(Source: USDOJ) CHICAGO — The vice president of a Chicago real estate firm pleaded guilty today to lying to a bank about a public financing note that was issued for the redevelopment of a former Goldblatt’s Department Store in the city’s Uptown neighborhood.
CAROLINE WALTERS, the vice president and treasurer of Joseph Freed & Associates LLC, admitted in a plea agreement that she lied to Cole Taylor Bank about a public financing note issued by the city of Chicago that had been pledged to two different banks as collateral. Walters falsely told Cole Taylor that her company would resolve the other pledge, which had been made to a bank consortium after Cole Taylor’s interest in the note was already secured. At the time Walters made the statement, she knew that the bank consortium had declared JFA to be in default and was no longer negotiating with them, according to the plea agreement.
Walters, 55, of Palatine, pleaded guilty to one count of making a false statement to a financial institution. The conviction carries a maximum sentence of 30 years in prison and a maximum fine of $1,000,000 or twice the gross gain or gross loss resulting from the offense, whichever is greater.
U.S. District Judge Robert M. Dow scheduled a sentencing hearing for June 10, 2016, at 9:00 a.m.
The guilty plea was announced by Zachary T. Fardon, United States Attorney for the Northern District of Illinois; Michael J. Anderson, Special Agent-in-Charge of the Chicago Office of the Federal Bureau of Investigation; and Joseph M. Ferguson, Inspector General for the City of Chicago.
Walters was indicted in 2013 along with JFA’s president, LAURANCE H. FREED. Freed, of Chicago, has pleaded not guilty to seven counts of bank fraud, one count of mail fraud, one count of wire fraud, and six counts of making a false statement to a financial institution. His jury trial is scheduled to begin on Feb. 8, 2016, in Judge Dow’s courtroom.

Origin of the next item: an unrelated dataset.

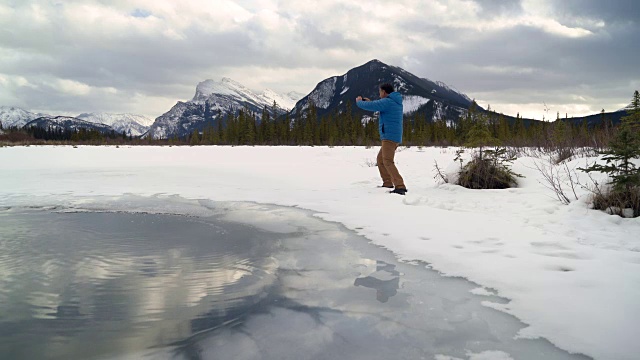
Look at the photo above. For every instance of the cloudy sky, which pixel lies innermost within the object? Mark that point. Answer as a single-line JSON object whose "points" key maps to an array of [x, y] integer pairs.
{"points": [[141, 56]]}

According to Walters’ plea agreement, the city of Chicago in 2002 issued two publicly-financed Tax Increment Financing notes to Uptown Goldblatts Venture LLC, a company formed by JFA to redevelop the former Goldblatt’s Department Store in Uptown. The TIF notes had a combined principal of $6.7 million. Uptown Goldblatts then secured a $15 million loan from Cole Taylor, conditioned on Uptown Goldblatts’ assignment to Cole Taylor of its rights to one of the TIF notes.
Four years later, two other JFA-affiliated entities – DDL LLC and Freed Illinois Holdings LLC – entered into agreements with a bank consortium for a revolving line of credit worth up to $105 million. Uptown Goldblatts became a borrower under the revolving loan agreement through a subsequent deal with LaSalle Bank, which was one of the banks in the consortium and which had recently been acquired by Bank of America. In the LaSalle deal, Uptown Goldblatts pledged the two TIF notes as collateral and also represented that the notes were owned free and clear of any other secured interests. The deal did not mention that one of the notes had already been pledged to Cole Taylor.
In 2009, Uptown Goldblatts and Cole Taylor amended their loan agreement to reflect that Uptown Goldblatts would obtain a release and termination of the double pledge. Walters also personally told Cole Taylor that JFA would resolve the issue as part of its negotiation with the bank consortium to modify and extend its loan, according to the plea agreement. At the time Walters made the statement, however, she knew that the consortium had declared JFA in default and had terminated the negotiations, the plea agreement states.
The government is represented by Assistant U.S. Attorneys Renato Mariotti, Matthew F. Madden and Jessica Romero.